Compte tenu des circonstances exceptionnelles liées à la crise sanitaire, l’ordonnance du 1er avril 2020 prolonge cette période de trois mois, la faisant passer à six mois,  pour les personnes dont le cycle de formation en CFA est en cours à la date du 12 mars 2020.

(Référence : ordonnance du 1er avril 2020 portant mesures d’urgence en matière de formation professionnelle, article 3).

Rémunération des apprentis et des titulaires d’un contrat de professionnalisation en situation d’activité partielle

Deux situations sont envisageables.

Si la rémunération de l’apprenti ou du titulaire d’un contrat de professionnalisation placé en situation d’activité partielle était inférieure au SMIC, il percevra une indemnité égale à sa rémunération antérieure ; cette indemnisation couvre à la fois la rémunération applicable au titre du code du travail et la part conventionnelle.

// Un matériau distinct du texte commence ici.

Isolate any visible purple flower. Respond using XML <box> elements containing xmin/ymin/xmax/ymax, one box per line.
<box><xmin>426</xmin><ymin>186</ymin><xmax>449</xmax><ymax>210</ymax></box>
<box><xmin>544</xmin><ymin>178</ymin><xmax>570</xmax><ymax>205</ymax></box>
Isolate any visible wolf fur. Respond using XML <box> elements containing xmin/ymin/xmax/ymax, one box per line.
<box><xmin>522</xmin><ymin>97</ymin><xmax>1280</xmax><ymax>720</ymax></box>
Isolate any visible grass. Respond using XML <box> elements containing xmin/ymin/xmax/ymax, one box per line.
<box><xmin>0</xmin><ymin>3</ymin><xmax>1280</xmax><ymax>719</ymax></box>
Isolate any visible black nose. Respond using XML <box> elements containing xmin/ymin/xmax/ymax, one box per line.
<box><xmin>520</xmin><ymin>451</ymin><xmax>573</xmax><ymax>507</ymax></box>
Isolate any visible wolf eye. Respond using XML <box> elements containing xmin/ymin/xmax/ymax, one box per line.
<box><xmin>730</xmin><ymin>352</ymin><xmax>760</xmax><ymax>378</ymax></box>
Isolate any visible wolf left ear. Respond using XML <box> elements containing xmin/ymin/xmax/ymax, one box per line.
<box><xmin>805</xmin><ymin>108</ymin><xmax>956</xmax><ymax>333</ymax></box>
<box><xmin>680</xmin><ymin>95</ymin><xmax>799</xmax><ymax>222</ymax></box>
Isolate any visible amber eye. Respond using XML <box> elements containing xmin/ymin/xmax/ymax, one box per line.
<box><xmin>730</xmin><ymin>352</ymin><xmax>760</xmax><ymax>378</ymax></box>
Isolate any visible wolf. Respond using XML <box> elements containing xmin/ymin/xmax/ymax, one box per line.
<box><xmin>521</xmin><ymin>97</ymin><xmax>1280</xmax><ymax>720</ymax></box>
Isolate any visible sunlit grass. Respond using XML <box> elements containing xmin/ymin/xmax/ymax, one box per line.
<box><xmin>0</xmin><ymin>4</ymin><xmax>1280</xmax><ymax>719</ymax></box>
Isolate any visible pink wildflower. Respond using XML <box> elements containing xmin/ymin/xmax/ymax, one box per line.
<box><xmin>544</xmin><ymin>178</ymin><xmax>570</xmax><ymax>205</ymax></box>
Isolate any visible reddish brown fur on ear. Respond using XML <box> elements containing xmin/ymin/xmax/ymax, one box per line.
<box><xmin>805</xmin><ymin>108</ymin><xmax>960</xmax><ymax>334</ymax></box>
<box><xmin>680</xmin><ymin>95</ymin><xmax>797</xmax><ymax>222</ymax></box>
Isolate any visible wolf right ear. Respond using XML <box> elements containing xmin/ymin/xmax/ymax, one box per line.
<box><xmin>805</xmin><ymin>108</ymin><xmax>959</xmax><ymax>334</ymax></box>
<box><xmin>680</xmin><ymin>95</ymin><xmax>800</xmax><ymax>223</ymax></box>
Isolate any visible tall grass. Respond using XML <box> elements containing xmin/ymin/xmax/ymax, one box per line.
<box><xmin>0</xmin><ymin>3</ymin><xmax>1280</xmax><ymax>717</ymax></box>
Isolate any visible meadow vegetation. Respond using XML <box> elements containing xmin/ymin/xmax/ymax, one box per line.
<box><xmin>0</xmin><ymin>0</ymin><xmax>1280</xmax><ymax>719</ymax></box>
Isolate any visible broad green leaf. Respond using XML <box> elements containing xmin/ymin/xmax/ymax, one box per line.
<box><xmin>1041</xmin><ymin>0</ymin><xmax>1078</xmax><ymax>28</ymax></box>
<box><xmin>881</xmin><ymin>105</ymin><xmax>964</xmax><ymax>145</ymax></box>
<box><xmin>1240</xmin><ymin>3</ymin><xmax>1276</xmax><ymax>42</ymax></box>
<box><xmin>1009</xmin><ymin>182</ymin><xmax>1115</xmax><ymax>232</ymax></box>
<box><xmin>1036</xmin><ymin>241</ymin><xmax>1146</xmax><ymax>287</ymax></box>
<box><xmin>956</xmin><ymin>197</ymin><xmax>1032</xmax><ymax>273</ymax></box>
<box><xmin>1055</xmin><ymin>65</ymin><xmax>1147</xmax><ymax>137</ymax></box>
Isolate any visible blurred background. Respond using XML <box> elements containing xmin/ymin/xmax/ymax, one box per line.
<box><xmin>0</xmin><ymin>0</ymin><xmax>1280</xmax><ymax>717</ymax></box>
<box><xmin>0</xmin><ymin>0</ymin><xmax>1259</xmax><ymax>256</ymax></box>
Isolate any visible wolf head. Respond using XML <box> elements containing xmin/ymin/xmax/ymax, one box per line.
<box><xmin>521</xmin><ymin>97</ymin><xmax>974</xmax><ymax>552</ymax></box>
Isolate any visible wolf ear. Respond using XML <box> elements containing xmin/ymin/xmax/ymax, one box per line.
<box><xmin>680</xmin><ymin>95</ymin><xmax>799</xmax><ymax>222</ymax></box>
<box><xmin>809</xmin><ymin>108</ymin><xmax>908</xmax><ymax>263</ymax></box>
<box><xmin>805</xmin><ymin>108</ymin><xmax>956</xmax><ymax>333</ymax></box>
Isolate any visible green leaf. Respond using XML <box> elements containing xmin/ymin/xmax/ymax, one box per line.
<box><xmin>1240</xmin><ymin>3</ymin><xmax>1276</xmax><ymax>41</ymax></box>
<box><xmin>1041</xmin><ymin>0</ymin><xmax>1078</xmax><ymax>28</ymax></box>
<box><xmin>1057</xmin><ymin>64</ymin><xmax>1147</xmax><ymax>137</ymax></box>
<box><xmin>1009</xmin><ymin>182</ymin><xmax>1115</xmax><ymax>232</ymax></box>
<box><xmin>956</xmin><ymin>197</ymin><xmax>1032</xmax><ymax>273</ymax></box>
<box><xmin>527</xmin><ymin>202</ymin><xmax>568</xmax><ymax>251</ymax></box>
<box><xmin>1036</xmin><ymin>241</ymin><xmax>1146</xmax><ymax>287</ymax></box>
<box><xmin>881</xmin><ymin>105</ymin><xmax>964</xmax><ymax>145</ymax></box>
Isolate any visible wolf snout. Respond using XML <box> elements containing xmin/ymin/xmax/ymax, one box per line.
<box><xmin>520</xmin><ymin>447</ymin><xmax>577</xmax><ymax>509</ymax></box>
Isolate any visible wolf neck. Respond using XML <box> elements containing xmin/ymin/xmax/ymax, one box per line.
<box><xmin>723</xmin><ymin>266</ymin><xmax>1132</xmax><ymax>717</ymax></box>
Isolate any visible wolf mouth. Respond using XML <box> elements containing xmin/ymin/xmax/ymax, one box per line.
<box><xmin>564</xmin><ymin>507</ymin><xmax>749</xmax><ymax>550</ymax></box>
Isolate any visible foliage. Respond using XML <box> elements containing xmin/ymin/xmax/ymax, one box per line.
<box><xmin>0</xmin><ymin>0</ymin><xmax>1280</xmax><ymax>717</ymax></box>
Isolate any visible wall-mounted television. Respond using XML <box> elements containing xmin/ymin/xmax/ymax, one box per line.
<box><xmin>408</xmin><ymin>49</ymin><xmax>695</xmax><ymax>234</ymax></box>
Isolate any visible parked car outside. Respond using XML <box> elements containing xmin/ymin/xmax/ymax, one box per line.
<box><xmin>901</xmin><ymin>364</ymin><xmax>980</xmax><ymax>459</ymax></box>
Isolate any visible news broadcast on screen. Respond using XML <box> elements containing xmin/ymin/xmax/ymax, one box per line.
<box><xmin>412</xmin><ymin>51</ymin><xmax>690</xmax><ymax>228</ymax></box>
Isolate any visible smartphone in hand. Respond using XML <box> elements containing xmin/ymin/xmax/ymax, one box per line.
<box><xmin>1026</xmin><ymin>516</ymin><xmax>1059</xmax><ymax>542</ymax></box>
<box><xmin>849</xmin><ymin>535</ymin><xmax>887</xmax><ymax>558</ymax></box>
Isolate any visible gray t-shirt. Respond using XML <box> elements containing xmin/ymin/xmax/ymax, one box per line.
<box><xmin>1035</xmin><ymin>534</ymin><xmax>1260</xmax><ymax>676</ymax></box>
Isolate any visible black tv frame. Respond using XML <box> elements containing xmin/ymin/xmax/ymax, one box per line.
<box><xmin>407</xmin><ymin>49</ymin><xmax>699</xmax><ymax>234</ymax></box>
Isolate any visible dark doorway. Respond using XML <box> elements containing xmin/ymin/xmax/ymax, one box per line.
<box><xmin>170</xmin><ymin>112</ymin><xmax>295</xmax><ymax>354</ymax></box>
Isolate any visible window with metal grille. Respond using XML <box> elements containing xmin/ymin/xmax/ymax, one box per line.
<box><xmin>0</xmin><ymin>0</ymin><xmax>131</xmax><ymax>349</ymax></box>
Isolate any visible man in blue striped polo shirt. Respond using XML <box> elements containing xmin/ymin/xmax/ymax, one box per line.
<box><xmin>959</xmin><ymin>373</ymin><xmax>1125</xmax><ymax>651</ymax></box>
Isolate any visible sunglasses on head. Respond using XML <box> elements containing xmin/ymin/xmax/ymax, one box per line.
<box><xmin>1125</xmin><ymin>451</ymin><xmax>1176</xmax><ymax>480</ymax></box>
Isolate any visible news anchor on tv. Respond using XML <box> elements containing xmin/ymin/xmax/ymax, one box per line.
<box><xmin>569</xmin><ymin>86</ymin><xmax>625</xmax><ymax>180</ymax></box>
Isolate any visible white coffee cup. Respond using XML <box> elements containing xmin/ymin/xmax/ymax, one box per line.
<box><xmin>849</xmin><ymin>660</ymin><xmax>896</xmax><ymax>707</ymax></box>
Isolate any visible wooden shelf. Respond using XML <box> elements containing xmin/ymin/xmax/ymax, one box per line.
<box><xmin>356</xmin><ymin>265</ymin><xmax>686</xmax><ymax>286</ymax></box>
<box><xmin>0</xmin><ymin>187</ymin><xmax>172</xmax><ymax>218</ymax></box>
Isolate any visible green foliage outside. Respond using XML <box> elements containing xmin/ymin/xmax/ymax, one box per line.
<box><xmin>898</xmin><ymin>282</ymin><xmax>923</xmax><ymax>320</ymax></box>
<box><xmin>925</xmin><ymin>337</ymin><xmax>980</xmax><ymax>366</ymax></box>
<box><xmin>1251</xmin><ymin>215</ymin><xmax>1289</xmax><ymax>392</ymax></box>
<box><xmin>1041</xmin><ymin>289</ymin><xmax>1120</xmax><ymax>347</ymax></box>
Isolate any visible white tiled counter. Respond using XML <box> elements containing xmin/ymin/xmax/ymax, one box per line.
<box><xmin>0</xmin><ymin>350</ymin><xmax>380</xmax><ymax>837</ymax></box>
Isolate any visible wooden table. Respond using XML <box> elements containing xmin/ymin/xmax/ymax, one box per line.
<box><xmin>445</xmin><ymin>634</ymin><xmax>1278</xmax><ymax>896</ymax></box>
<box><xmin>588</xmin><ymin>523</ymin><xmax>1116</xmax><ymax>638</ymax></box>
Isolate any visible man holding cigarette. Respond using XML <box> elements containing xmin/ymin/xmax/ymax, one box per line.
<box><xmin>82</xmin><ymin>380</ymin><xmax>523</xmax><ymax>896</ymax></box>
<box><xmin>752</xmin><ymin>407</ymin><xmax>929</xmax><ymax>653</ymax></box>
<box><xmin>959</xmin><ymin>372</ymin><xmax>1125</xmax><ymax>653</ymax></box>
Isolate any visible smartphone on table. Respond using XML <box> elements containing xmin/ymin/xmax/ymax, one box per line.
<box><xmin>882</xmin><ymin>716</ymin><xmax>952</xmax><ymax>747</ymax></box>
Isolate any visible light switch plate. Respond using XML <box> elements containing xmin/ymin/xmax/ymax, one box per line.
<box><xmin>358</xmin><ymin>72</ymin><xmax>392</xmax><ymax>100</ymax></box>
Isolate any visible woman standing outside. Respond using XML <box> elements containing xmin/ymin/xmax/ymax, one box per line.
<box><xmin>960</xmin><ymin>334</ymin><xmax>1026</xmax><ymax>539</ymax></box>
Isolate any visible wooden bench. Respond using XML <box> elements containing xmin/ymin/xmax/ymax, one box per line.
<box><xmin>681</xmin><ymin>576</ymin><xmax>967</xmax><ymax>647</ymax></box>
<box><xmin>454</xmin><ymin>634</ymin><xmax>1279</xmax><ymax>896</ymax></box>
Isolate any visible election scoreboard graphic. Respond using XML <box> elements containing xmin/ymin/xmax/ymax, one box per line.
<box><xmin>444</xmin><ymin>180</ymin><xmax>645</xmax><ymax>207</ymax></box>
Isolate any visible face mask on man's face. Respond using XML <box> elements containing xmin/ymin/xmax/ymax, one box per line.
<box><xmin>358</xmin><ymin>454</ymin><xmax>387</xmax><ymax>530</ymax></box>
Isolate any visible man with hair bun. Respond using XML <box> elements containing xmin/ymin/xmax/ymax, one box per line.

Si la rémunération était égale ou supérieure au SMIC, les mêmes dispositions que celles des autres salariés leur sont applicable ;  l’employeur verse une indemnité équivalente à 70 % de la rémunération horaire brute antérieure qui ne peut être inférieur à 8,03 euros (soit le SMIC).

(Références : ordonnances n° 2020-346 du 27 mars 2020 portant mesure d’urgence en matière d’activité partielle ; décret n° 2020-325 du 25 mars 2020 relatif à l’activité partielle ; Questions-réponses -L’apprentissage,  Ministère du travail).

Entretien professionnel 2020 relatif à l’état des lieux récapitulatif du parcours professionnel du salarié

L’ordonnance du 1er avril 2020 prévoit deux dispositions complémentaires concernant l’entretien professionnel destiné à faire tous les six ans l’état des lieux récapitulatif du parcours professionnel du salarié.

D’une part, l’entretien professionnel relatif à cet état des lieux intervenant au cours de l’année 2020 peut être reporté, à l’initiative de l’employeur, jusqu’au 31 décembre de la même année.

D’autre part, les dispositions prévoyant pour les entreprises de 50 salariés et plus une sanction financière destinée à abonder le compte personnel de formation (CPF) du salarié qui n’a pas bénéficié des entretiens professionnels et d’au moins une formation non obligatoire ne sont pas applicables, à compter du 12 mars 2020 et jusqu’au 31 décembre de l’année.  Cette absence de sanction vaut également  pour les entreprises qui choisissent d’appliquer pour cet état des lieux la réglementation précédente.

A compter du 1er janvier 20021, il sera tenu compte de la date à laquelle l’employeur a procédé à l’entretien, en prenant en compte ce report de délai intervenu en 2020.

(Références : ordonnance du 1er avril 2020 portant mesures d’urgence en matière de formation professionnelle, Article 1, II).

Accès à la validation des acquis de l’expérience  (VAE)

L’ordonnance du 1er avril 2020 vise également à faciliter l’accès à la VAE. La période actuelle pourrait, en effet, permettre à des salariés, notamment en activité partielle, d’entreprendre ou de finaliser une VAE en particulier à distance.

Ce texte autorise à cet effet  les commissions paritaires interprofessionnelles régionales (CPIR), associations Transition pro, et les opérateurs de compétences (OPCO) à financer de manière forfaitaire les parcours de VAE, depuis le positionnement, jusqu’au jury, y compris l’accompagnement à la constitution des dossiers de recevabilité. Le montant du forfait de prise en charge financière doit être déterminé par les financeurs, dans la limite de 3 000 euros.

A titre dérogatoire, les associations Transitions pro peuvent mobiliser à cet effet  les fonds destinés au financement des transitions professionnelles et les opérateurs de compétences les fonds dédiés au financement de l’alternance et les contributions supplémentaires collectées pour le développement de la formation professionnelle continue.

Ces dispositions sont applicables jusqu’à une date fixée par décret et au plus tard jusqu’au 31 décembre 2020.

(Référence : ordonnance du 1er avril 2020 portant mesures d’urgence en matière de formation professionnelle, Article 2).